Paralelamente, a Sanama assumiu o compromisso de ampliar a rede pública de esgoto até o condomínio, sob as expensas da Caixa. A previsão é que o orçamento da obra externa seja atualizado em até 30 dias, com solicitação de renovação do licenciamento ambiental no mesmo prazo. A expectativa é que as obras externas sejam iniciadas em setembro e concluídas até dezembro, enquanto a empresa contratada pela Caixa atuará internamente no condomínio.
Segundo a Caixa, o cronograma prevê até 180 dias para conclusão do projeto, licitação e obtenção do licenciamento, seguidos de até mais 180 dias para execução das obras.

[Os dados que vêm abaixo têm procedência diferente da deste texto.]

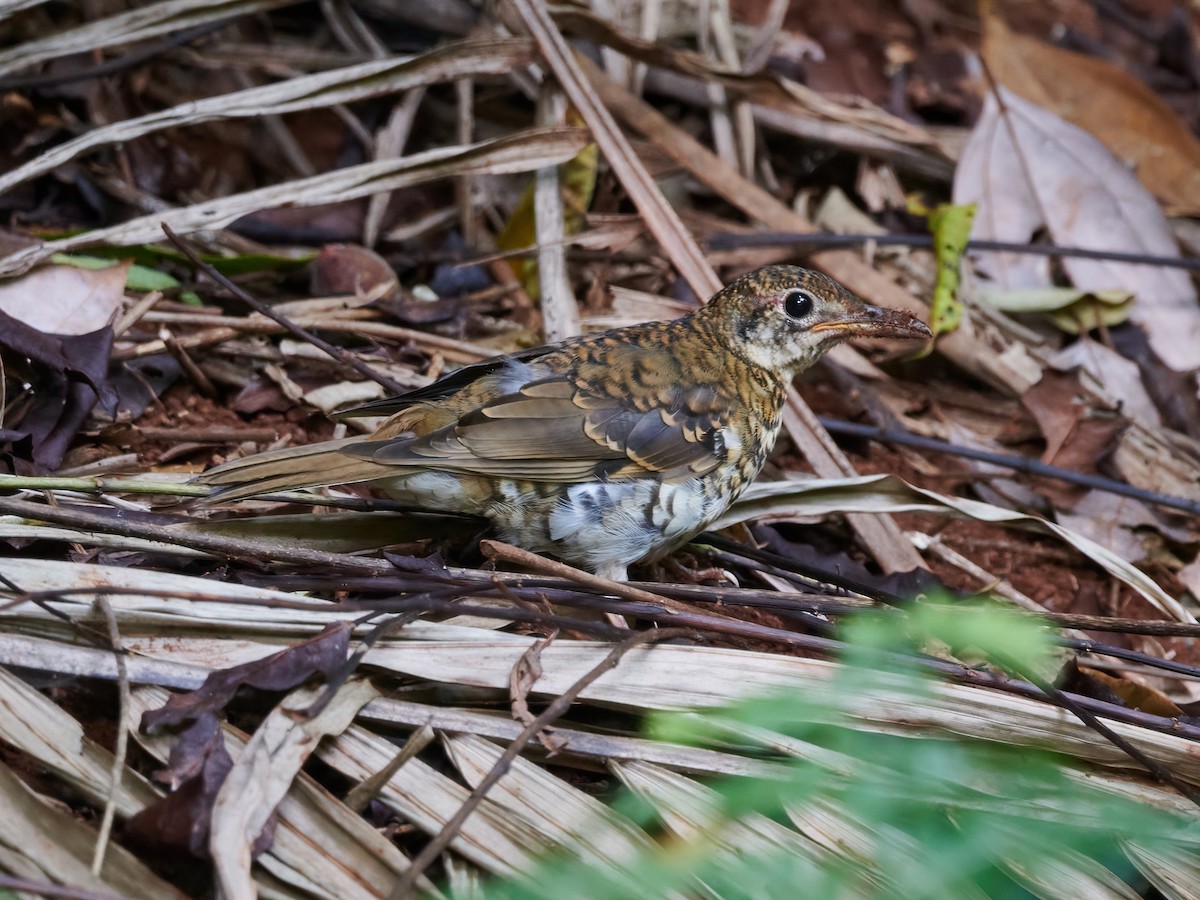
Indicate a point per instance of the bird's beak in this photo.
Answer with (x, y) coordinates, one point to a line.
(868, 321)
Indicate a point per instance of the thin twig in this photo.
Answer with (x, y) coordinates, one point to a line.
(507, 552)
(741, 240)
(407, 881)
(1091, 720)
(1013, 461)
(337, 353)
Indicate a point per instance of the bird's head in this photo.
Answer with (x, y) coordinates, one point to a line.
(785, 318)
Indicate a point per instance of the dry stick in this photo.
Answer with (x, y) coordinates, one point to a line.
(45, 888)
(337, 353)
(756, 240)
(1027, 465)
(559, 706)
(228, 327)
(498, 550)
(660, 219)
(123, 736)
(1092, 721)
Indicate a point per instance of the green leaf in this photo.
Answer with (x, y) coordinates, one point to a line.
(951, 227)
(1069, 309)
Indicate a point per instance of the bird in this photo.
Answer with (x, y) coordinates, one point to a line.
(603, 450)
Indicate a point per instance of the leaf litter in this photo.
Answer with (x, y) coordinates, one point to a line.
(450, 639)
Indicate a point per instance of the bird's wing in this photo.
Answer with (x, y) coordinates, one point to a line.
(555, 429)
(448, 385)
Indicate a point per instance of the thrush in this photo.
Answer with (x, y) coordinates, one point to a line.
(601, 450)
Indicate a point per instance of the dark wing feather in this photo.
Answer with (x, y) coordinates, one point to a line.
(556, 430)
(447, 385)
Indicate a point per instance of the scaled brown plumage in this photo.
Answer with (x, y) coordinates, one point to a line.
(606, 449)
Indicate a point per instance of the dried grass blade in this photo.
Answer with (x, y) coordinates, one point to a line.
(563, 814)
(491, 838)
(264, 773)
(324, 89)
(661, 220)
(888, 493)
(55, 845)
(138, 24)
(322, 847)
(521, 151)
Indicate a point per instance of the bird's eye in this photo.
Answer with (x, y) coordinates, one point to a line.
(798, 304)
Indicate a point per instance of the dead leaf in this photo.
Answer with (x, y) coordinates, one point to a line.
(179, 822)
(1117, 377)
(65, 299)
(1104, 100)
(351, 270)
(1110, 521)
(69, 376)
(323, 654)
(1084, 198)
(1133, 695)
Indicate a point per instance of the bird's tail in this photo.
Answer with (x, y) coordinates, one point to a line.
(294, 467)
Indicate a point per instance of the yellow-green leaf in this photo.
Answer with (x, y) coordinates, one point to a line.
(951, 227)
(577, 181)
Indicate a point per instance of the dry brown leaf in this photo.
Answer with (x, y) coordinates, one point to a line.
(1104, 100)
(1135, 696)
(66, 299)
(1060, 178)
(1078, 437)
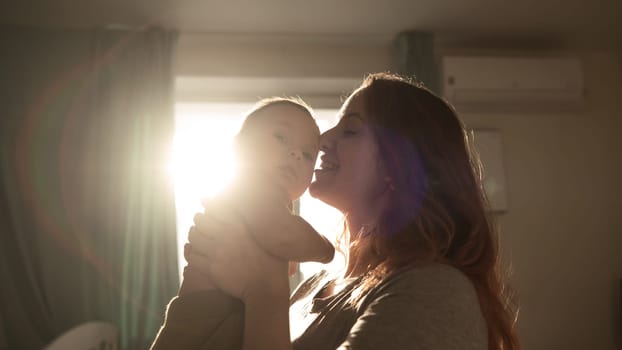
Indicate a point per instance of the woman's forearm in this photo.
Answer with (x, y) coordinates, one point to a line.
(267, 322)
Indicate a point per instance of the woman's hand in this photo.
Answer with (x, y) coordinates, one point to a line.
(223, 249)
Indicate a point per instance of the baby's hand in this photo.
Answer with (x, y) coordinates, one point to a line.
(193, 279)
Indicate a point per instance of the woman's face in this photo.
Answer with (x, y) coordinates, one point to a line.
(349, 176)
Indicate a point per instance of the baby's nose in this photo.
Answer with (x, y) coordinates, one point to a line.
(296, 153)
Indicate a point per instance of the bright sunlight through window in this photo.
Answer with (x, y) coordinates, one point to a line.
(203, 163)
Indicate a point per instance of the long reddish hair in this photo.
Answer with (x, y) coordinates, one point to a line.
(437, 210)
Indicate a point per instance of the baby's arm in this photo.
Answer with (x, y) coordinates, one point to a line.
(286, 235)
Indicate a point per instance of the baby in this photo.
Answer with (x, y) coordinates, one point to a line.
(277, 147)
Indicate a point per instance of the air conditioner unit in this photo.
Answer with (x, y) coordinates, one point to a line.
(513, 84)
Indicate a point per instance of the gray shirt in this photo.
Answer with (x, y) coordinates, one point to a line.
(432, 307)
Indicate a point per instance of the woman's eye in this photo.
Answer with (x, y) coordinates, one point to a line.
(280, 138)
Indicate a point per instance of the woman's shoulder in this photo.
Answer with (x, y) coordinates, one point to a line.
(433, 277)
(309, 285)
(436, 286)
(439, 299)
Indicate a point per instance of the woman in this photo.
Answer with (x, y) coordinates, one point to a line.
(422, 262)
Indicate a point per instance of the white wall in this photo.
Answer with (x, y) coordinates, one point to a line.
(562, 232)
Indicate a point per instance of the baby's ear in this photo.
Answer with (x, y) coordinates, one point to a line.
(238, 146)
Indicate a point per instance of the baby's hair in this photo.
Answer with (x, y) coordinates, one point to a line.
(262, 104)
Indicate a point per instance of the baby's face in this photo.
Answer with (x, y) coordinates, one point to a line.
(282, 143)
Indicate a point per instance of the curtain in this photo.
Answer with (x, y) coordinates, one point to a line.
(87, 211)
(414, 56)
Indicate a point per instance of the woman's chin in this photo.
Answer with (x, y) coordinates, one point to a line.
(317, 189)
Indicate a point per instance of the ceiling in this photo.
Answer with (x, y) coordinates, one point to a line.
(597, 20)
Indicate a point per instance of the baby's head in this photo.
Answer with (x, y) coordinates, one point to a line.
(279, 139)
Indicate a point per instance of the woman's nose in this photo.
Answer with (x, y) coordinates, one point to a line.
(327, 140)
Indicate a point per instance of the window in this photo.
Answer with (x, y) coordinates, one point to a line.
(203, 163)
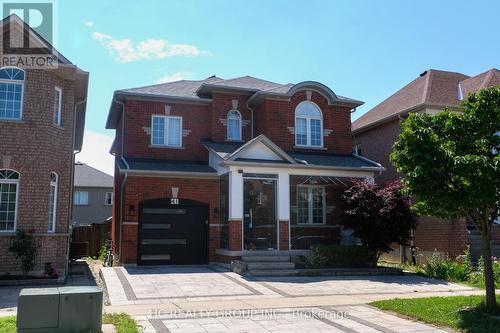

O condomínio destacou a importância de que a empresa responsável pela obra forneça garantia sobre o efetivo funcionamento da rede, com responsabilidade solidária da Caixa.
Atualmente, o esgotamento sanitário do residencial é feito por caminhões limpa-fossa, garantindo também a partir de decisão obtida pelo MPF. Com a entrada em funcionamento do novo sistema, haverá cobrança pelo serviço conforme a estrutura tarifária definida pela Agência Reguladora de Serviços Públicos do Estado de Alagoas (Arsal), considerando critérios como consumo de água e eventual enquadramento em tarifa social, independentemente da origem da água utilizada.
A procuradora Roberta Bomfim na reunião destacou que “todas as soluções adotadas até agora tiveram caráter provisório, diante da inexistência de rede pública de esgotamento sanitário. Segundo ela, a interligação da rede interna do condomínio com a rede externa pública representa a melhor e mais adequada solução para o caso”.
Entenda o caso – Em 2019, atendendo a pedido do Ministério Público Federal, a Justiça Federal condenou a Caixa Econômica Federal a reparar o sistema de esgotamento sanitário do Residencial Ernesto Gomes Maranhão, condomínio financiado pelo Programa de Arrendamento Residencial (PAR), localizado no bairro Cidade Universitária, em Maceió (AL). A decisão determinou a correção dos erros de projeto e a implantação de solução definitiva para evitar o transbordamento de esgoto, sob pena de multa diária.
A Caixa também foi condenada ao pagamento de indenização por danos morais individuais, no valor de R$ 2 mil, em favor dos arrendatários de cada uma das 496 unidades habitacionais do condomínio, acrescidos de juros e correção monetária.
A ação teve origem em inquérito civil instaurado pelo MPF para apurar denúncias de moradores sobre graves falhas no sistema de esgotamento sanitário, incluindo transbordamento de fossas e sumidouros, situação que se arrastava desde 2015. Ao longo dos anos, o MPF realizou diversas reuniões e expediu recomendações à Caixa, buscando solução extrajudicial para o problema.
O Programa de Arrendamento Residencial é executado pela Caixa Econômica Federal, responsável pelo investimento dos recursos e pela liberação de valores de acordo com a conformidade das obras com os projetos aprovados.